The first six months were a lot better than I thought they would be
Matthew flying his plane
Did your age play a factor in your desire to be a consultant?
If I were to apply now to a conventional law firm my age would be against me. Everyone knows that. But in a firm like Setfords it’s an enormous advantage. There’s not much I haven’t seen so I know how to handle cases. And most importantly I have the experience of getting clients and keeping clients. And that’s perfect for a consultant.
Do your clients care that you don’t work in a traditional firm?
People are sometimes a bit curious how it works, but usually it’s a case of explaining the benefits. You won’t get someone better than me with 30 years’ experience for the price – prices I’m able to keep at a set level because I’m self employed and don’t have the overhead. You can get me anytime. I can work from anywhere. If you wanted me to come to your offices to work I could do that.

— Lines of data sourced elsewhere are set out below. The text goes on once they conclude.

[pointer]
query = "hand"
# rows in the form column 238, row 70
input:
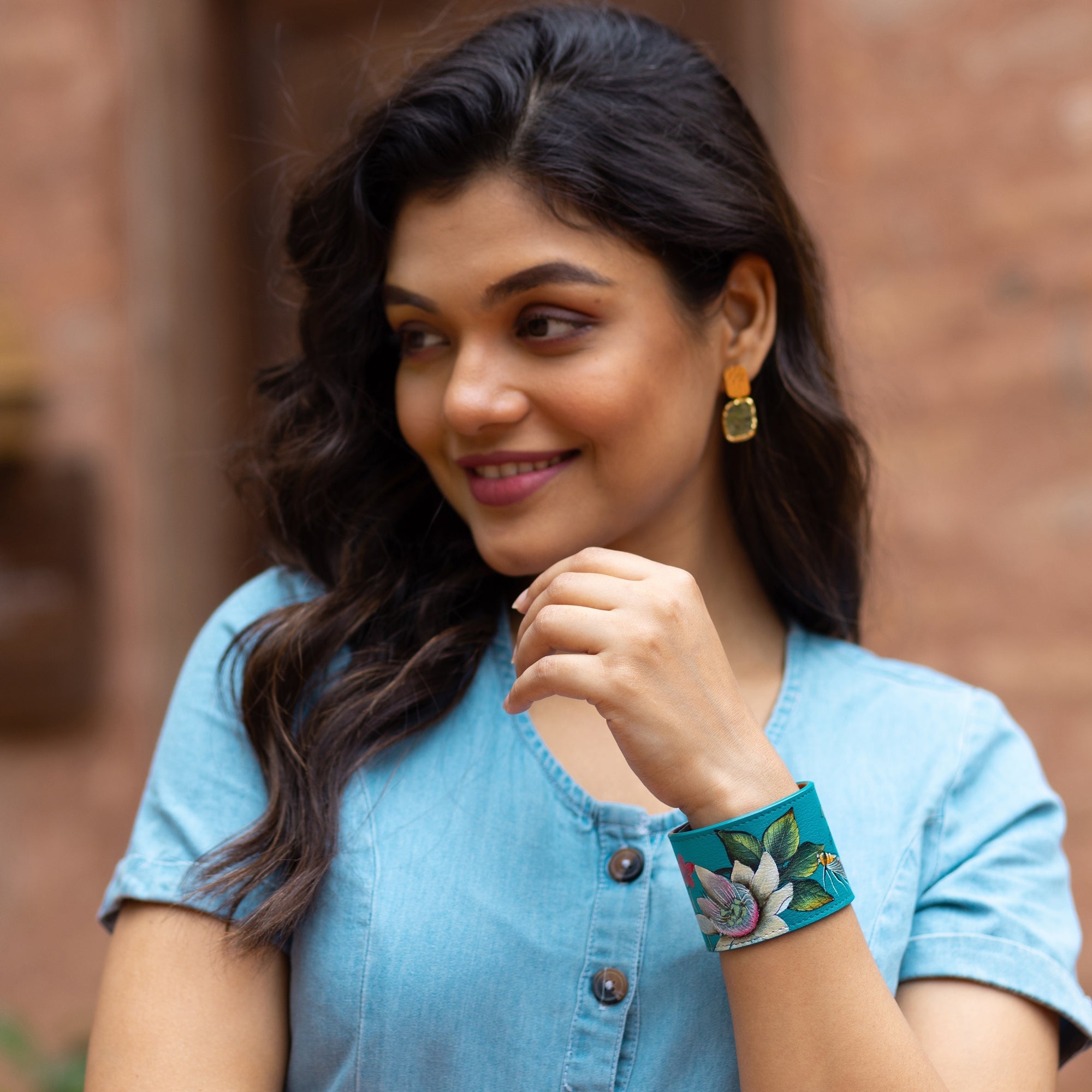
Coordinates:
column 634, row 638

What’s been been the biggest benefit of being a consultant?
My time is my own. I qualified as a pilot in 2003 and have a share in an aeroplane which I keep at a private airfield five miles from Stafford. And so if it’s a beautiful day and I want to spend the afternoon flying then that’s exactly what I will do, providing I can juggle my work.

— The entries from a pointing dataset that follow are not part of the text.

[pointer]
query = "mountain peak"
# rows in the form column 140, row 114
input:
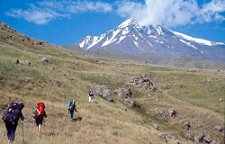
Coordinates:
column 129, row 22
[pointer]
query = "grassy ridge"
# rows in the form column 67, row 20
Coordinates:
column 193, row 94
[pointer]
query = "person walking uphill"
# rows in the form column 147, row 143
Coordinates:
column 11, row 117
column 39, row 115
column 71, row 107
column 91, row 96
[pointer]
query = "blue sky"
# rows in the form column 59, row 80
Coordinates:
column 67, row 21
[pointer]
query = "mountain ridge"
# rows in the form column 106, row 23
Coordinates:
column 132, row 40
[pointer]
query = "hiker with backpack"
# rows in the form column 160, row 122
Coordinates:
column 91, row 96
column 11, row 117
column 39, row 115
column 71, row 107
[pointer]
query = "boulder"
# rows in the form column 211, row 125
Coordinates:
column 45, row 60
column 142, row 82
column 219, row 128
column 173, row 113
column 203, row 138
column 103, row 91
column 125, row 96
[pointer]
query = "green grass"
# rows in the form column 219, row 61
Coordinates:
column 193, row 95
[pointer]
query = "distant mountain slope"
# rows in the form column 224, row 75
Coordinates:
column 152, row 43
column 11, row 36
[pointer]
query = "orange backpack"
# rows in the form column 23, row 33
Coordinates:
column 40, row 108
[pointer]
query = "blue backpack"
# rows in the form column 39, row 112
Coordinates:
column 13, row 113
column 71, row 104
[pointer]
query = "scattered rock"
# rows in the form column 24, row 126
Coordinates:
column 142, row 82
column 156, row 126
column 104, row 92
column 168, row 136
column 219, row 128
column 164, row 115
column 173, row 113
column 17, row 61
column 125, row 96
column 45, row 60
column 203, row 138
column 221, row 100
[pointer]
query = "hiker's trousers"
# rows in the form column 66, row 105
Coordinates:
column 11, row 130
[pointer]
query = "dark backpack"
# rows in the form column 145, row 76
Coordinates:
column 71, row 104
column 13, row 113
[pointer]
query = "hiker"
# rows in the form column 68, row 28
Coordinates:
column 71, row 107
column 11, row 117
column 39, row 115
column 91, row 96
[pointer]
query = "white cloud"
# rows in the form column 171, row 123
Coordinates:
column 35, row 15
column 173, row 13
column 46, row 11
column 89, row 6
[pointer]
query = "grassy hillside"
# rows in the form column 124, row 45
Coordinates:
column 195, row 94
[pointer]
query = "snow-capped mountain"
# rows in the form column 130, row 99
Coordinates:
column 153, row 43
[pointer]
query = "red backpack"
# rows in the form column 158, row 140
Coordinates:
column 40, row 108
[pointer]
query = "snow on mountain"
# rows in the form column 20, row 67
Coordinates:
column 132, row 39
column 197, row 40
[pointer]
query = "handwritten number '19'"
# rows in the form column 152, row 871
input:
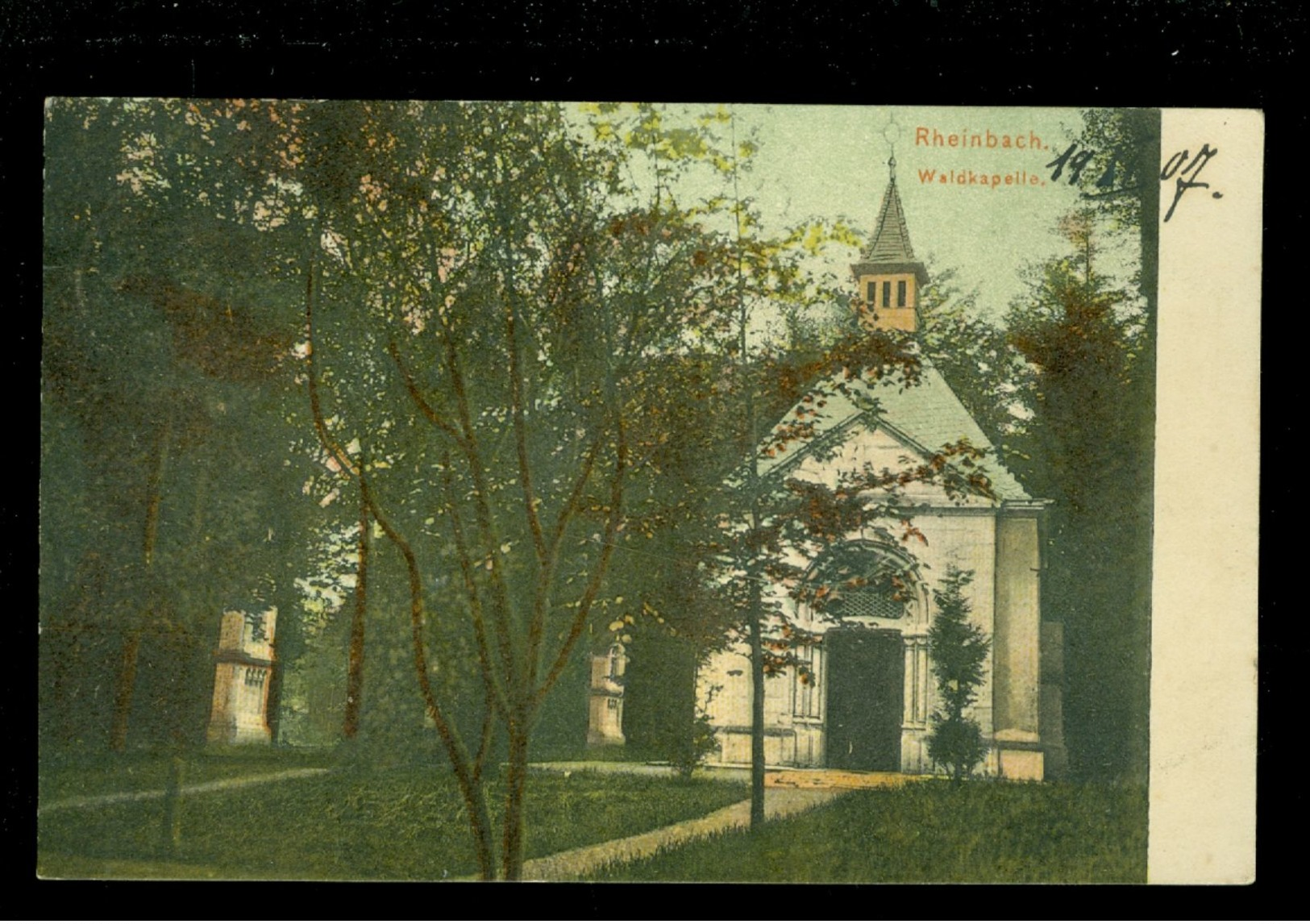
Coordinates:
column 1077, row 163
column 1180, row 167
column 1187, row 175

I sometimes fly to see clients. I can get down to the south coast within two hours whereas driving would be a nightmare. I frequently take that option. Some of the most wonderful times I have had are flying in the height of summer during the very long days – if it’s sunny and you are going up every bush throws a shadow that’s 200 yards long, every field is a painting.
I have the freedom to set my own agenda
Matthew with his wife Jan
What’s been the greatest challenge of being a consultant?
It’s always been juggling the number of clients and making sure every one feels like they are the only client they’ve got. When I worked in local authorities I could say I’m too busy to do that. You never say that to your clients when you are a consultant. But I have made a conscious choice to have work-life balance. I’m 60 years old. To a certain degree the struggles of mortgages etc. are now behind me. I don’t want to work all hours so I structure my life and the number of clients accordingly.
What does your wife think of your lifestyle, considering she works in a traditional firm?
When you are salaried in a traditional firm there is a pressure to perform and come up with a certain number of chargeable hours and what have you. And my wife often says to me that I couldn’t handle what she handles because my life is so different. I have the freedom to set my own agenda. I don’t feel I have to do everything and take on every job. So when clients come to me and I say yes, I’ll take on your job, I’m doing it because I want to.
How does your day end?
Whatever happens dinner is at eight when my wife gets home. Jan has a working day that starts and stops. I work when I need to and when I want to. So I may relax for a couple of hours, but if there’s something urgent that needs doing I may go back upstairs to my study and finish off a few emails and do some admin until fairly late. That’s my choice. But I am in control. Jan says to me: you don’t know what it’s like working for The Man. And she’s right. I don’t really remember what that’s like. I’m very lucky.